62. Die Beklagte wird verurteilt, an den Kläger 21.976,50 € nebst 5 Prozentpunkte Zinsen über dem Basiszinssatz der Europäischen Zentralbank seit Rechtshängigkeit der Klage zu zahlen.
73. Es wird festgestellt, dass die Beklagte verpflichtet ist, dem Kläger jedweden materiellen und immateriellen Schaden zu ersetzen, der aufgrund der fehlerhaften Operation vom 15.1.2015 besteht, soweit der Anspruch nicht auf Dritte übergegangen ist.
84. Die Beklagte wird verurteilt, an den Kläger 2.217,45 € nebst 5 Prozentpunkte Zinsen über dem Basiszinssatz der Europäischen Zentralbank seit Rechtshängigkeit der Klage zu zahlen (außergerichtliche Rechtsanwaltskosten).
9Die Beklagte beantragt,
10die Klage abzuweisen.
11Die Behandlung des Klägers im Krankenhaus I sei vollständig nach den Regeln der ärztlichen Kunst erfolgt.
12Das Gericht hat durch Einholung eines Sachverständigengutachtens Beweis erhoben. Wegen des Ergebnisses der Beweisaufnahme wird auf das Gutachten des Sachverständigen Prof.
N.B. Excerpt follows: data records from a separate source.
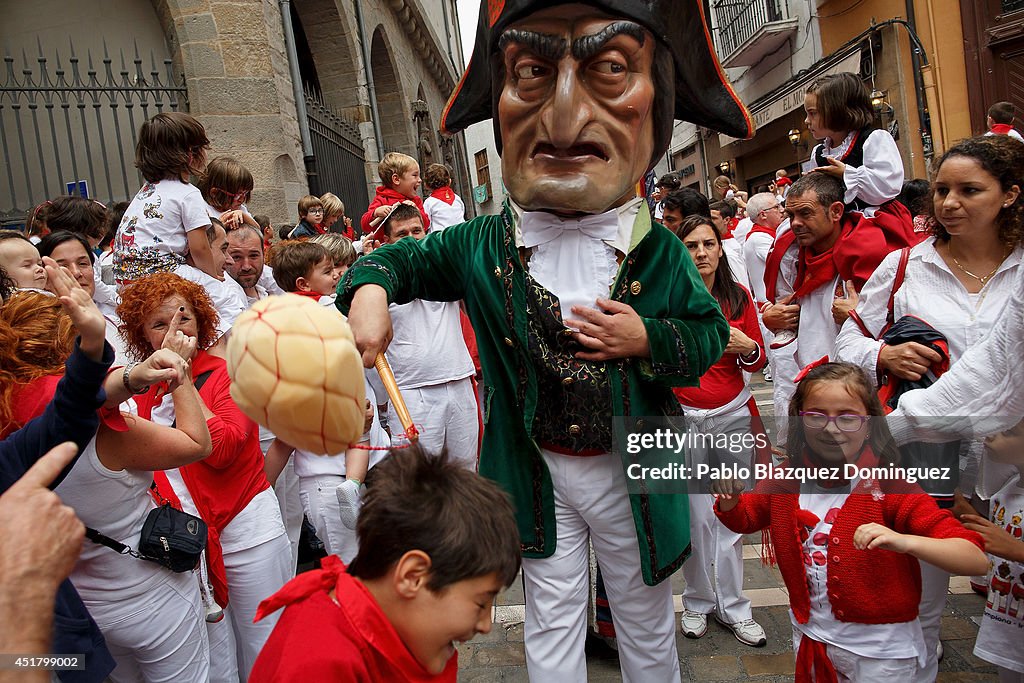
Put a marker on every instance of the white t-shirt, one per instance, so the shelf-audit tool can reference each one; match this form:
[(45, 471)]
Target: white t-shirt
[(428, 347), (442, 214), (999, 635), (153, 235), (901, 640), (115, 504)]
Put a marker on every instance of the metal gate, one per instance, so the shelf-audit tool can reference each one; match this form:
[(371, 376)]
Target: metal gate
[(339, 158), (68, 128)]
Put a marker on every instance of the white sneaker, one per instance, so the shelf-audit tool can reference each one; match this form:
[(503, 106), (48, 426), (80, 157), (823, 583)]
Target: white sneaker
[(694, 625), (349, 500), (748, 632)]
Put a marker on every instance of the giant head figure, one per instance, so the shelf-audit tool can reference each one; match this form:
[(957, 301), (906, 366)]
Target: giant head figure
[(583, 95)]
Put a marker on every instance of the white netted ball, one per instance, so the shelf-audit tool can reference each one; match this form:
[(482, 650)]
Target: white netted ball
[(296, 371)]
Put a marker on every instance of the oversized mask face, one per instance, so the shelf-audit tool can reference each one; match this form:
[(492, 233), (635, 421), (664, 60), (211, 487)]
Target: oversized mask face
[(576, 111)]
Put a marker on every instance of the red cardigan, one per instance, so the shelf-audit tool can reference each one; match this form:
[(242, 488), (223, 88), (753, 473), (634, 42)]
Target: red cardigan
[(864, 586), (224, 482), (387, 197)]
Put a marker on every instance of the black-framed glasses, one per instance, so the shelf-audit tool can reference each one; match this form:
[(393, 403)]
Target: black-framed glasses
[(846, 422)]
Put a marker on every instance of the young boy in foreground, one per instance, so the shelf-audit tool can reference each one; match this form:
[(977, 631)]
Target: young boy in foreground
[(437, 543)]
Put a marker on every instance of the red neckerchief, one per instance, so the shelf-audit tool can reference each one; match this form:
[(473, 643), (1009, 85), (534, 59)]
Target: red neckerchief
[(361, 610), (444, 195), (813, 270)]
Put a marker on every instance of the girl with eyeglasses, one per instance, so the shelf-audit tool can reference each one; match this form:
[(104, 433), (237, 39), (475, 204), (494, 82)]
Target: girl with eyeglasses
[(849, 549)]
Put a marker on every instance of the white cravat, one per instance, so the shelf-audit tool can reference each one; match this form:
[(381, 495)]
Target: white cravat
[(571, 256)]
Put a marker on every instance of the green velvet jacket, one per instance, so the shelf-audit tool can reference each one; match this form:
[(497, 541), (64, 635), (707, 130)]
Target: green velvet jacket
[(478, 261)]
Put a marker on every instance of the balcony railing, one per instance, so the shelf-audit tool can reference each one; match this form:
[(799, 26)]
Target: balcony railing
[(743, 25)]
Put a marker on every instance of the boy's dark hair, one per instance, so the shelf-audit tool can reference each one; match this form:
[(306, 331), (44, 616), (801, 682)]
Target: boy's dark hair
[(437, 175), (399, 213), (223, 177), (859, 386), (293, 259), (418, 502), (75, 214), (307, 203), (828, 188), (727, 208), (843, 101), (54, 240), (117, 212), (165, 143), (687, 202), (1003, 113)]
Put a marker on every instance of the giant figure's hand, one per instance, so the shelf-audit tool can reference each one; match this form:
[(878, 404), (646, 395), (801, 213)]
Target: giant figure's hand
[(614, 332), (371, 322)]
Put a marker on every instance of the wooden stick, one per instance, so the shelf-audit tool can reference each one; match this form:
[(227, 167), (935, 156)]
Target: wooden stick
[(387, 378)]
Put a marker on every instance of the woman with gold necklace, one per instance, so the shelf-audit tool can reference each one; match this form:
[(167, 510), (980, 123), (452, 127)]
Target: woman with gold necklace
[(958, 281)]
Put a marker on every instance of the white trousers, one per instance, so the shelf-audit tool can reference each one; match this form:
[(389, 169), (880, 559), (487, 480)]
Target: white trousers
[(253, 574), (934, 587), (320, 501), (445, 415), (158, 636), (287, 489), (591, 504)]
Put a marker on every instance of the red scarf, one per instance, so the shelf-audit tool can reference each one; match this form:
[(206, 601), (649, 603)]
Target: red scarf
[(444, 195)]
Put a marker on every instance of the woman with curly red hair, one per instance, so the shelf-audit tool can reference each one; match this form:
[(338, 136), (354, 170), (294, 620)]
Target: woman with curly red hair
[(249, 557)]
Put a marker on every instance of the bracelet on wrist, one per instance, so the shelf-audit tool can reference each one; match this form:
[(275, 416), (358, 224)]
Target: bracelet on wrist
[(126, 380)]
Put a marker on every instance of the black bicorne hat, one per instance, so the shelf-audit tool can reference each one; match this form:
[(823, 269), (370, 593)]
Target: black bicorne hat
[(704, 94)]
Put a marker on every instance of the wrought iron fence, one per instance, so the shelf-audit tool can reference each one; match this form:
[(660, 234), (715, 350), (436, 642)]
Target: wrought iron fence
[(738, 19), (340, 160), (64, 131)]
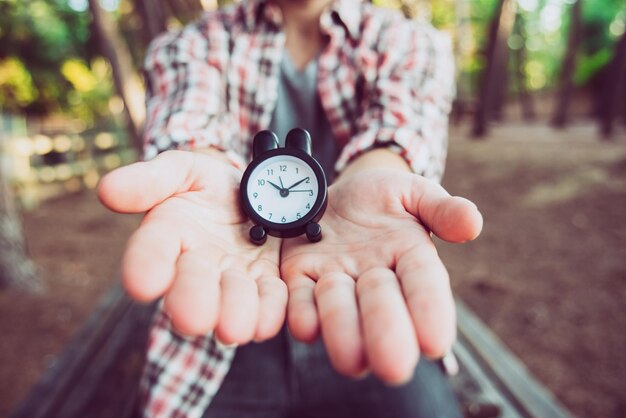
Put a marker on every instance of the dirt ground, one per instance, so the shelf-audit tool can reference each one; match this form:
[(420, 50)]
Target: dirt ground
[(548, 274)]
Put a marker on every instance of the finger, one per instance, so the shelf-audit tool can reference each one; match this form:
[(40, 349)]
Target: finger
[(389, 334), (426, 287), (149, 262), (239, 312), (272, 306), (339, 318), (140, 186), (451, 218), (193, 302), (302, 315)]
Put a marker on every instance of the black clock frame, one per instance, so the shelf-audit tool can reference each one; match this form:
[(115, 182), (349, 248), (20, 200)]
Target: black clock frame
[(308, 223)]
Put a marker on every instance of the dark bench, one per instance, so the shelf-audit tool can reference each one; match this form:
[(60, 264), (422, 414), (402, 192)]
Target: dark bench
[(97, 374)]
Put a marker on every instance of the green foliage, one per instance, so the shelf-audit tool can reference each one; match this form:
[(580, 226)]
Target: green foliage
[(47, 60)]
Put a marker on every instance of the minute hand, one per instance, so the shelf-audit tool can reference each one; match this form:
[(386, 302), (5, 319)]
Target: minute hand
[(296, 183)]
Dr. I1, eingegangen am 1.2.2021, Bl.110 ff. GA, und wegen der weiteren Einzelheiten auf die von den Parteien zu den Akten gereichten Schriftsätze nebst Anlagen Bezug genommen.
13Entscheidungsgründe
14Die Klage ist unbegründet. Der Kläger kann von der Beklagten nicht gemäß §§ 630 a, 823, 253, 280 BGB Zahlung eines Schmerzensgeldes und Ersatz materiellen Schadens verlangen, auch die begehrte Feststellung vermag die Kammer nicht zu treffen. Nach dem Gutachten des Sachverständigen Prof. Dr. I1, an dessen inhaltlicher Richtigkeit zu zweifeln die Kammer keinen Anlass hat, ist bei der in Rede stehenden Behandlung des Klägers kein Behandlungsfehler unterlaufen.
15Der Sachverständige hat zunächst festgestellt, dass der Eingriff bei der bestehenden Erkrankung des Klägers indiziert war (S.10 des Gutachtens, Bl.119 GA), nämlich einem 72 mm großen Bauchaortenaneurysma mit einem geschätzten Rupturrisiko von 60 – 70%, und dass sowohl ein endovaskulärer Aortenersatz wie auch ein offener Eingriff möglich war. Er hat des weiteren festgestellt, dass die notwendigen Voruntersuchungen, hauptsächlich hinsichtlich der Nierenfunktion des Klägers, vorgenommen worden sind (S.6-8 des Gutachtens, Bl.115 ff.GA). Des weiteren hat er ausgeführt, dass die Vorwürfe des Klägers, man habe seinen beidseitigen Beckenarterienverschluss und die Dissektion der linken Beckenarterie außer acht gelassen widerlegt. Er hat deutlich festgestellt, dass diese Erkrankungen nicht vorlagen, sondern eine hochgradige Arteriosklerose.Des weiteren hat der Sachverständige sorgfältig und im Einzelnen nachvollziehbar begründet, aus welchen Gründen er angesichts der Operationsberichte und der weiteren Unterlagen nicht davon ausgeht, dass vorliegend Behandlungsfehler unterlaufen sind. Im Gegenteil hat er festgestellt, dass der erste Eingriff fachgerecht ausgeführt wurde (S.30 ff des Gutachtens, Bl.139 GA) und dass der zweite Eingriff nach Eintritt der schicksalhaften Thrombose „mit allen Tricks der Gefäßchirurgie“ dem Kläger „die ansonsten gefährdete Extremität eindeutig gerettet“ hat (S.35 des Gutachtens, Bl.144 GA).
16Im übrigen hat der Sachverständige die Vorwürfe, die der Gutachter der Landesärztekammer erhoben hat, im einzelnen nachvollziehbar und detailliert widerlegt; insoweit verzichtet die Kammer auf eine Wiedergabe im Einzelnen und verweist auf den Inhalt des Gutachtens.
17Mangels eines Hauptanspruchs bestehen auch keine Ansprüche auf Zahlung von Zinsen und auf Erstattung vorgerichtlicher Rechtsanwaltskosten.
18Die Nebenentscheidungen folgen aus §§ 91, 709 ZPO.
19Der Streitwert wird auf 81.976 € festgesetzt.